Ride the Storm (Cassandra Palmer 8) - Page 230

“The kitchens,” Pritkin said, pulling me up. “They’re not far.”

We ran.

The hill on which the castle sat had no trees, probably for defense. But down below, a small orchard ringed the base, the dense foliage swaying in the rising wind. Beyond it, I could see the walled town, its cook fires glittering in the night and sending thin threads of smoke skyward, which were being pulled off center by the winds. And which looked so small and insignificant next to the power of nature.

Everyone else must have thought so, too. Because there was frantic activity around the festival tents, as vendors and partygoers alike scrambled for cover. While out in the harbor, the boats dipped and rolled, the water beneath them cresting gray and white, like clutching hands, cold and angry.

“Come on!” Pritkin told me, pulling on my hand, because I’d unconsciously stopped to stare.

“Sorry.”

We’d just rounded the side of the castle when a thin, cold rain began to fall, the first outriders of what looked to be an onslaught. It hit a moment later, drenching us as we pelted across a garden clinging precariously to the slope of the hill, tripping on cabbages and mushing beans. And then through a door, our muddy feet messing up the clean-swept hall next to the kitchen.

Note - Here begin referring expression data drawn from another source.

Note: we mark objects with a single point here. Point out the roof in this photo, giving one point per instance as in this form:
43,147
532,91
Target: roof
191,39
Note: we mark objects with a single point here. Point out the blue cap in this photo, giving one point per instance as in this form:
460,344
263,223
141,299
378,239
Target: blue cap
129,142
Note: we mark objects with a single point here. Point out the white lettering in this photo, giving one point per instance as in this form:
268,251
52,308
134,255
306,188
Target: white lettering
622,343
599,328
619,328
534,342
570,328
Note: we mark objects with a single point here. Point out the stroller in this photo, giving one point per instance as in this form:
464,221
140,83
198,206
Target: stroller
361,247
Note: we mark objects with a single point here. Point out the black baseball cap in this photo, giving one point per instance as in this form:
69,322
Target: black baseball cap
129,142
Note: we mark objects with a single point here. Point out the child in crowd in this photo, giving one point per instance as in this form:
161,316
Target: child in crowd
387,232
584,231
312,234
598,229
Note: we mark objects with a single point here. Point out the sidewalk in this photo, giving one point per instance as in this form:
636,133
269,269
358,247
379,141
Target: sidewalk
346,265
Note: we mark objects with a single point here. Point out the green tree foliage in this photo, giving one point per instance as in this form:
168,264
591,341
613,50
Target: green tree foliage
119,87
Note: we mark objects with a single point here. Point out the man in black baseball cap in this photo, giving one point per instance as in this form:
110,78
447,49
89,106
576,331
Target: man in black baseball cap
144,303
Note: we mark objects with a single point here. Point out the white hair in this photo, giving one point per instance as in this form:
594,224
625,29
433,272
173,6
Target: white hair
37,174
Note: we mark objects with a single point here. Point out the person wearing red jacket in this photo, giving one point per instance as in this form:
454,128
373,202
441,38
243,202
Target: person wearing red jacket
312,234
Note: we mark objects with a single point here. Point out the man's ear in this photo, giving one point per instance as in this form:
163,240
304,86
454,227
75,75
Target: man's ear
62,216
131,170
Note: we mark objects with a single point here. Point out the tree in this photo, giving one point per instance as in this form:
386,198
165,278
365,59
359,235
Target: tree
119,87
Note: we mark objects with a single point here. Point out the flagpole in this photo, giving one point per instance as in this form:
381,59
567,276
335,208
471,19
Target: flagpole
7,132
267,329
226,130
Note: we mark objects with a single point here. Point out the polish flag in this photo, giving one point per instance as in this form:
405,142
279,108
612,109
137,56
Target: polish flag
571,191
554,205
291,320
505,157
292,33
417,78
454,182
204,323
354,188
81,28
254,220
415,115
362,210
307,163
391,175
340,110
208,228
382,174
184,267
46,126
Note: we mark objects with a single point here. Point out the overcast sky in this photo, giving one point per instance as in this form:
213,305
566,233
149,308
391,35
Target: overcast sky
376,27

Cheerful golden light splashed the stones in front of us. While behind, the moonlight was eclipsed by clustering clouds, cutting off as suddenly as if someone had flipped a switch. I turned around to stare at it, a weird feeling coming over me, while Pritkin wrestled with the heavy slab of the door, trying to swing it shut with rain lashing at it in gusts like hammerblows.

But he got it done, just as the cook poked his head out of the kitchen, a spoon in one hand and a bowl in the other. And a frown on his face. “What’s this, then?” he asked as some kind of sauce seeped onto the stones. “What’s happening?”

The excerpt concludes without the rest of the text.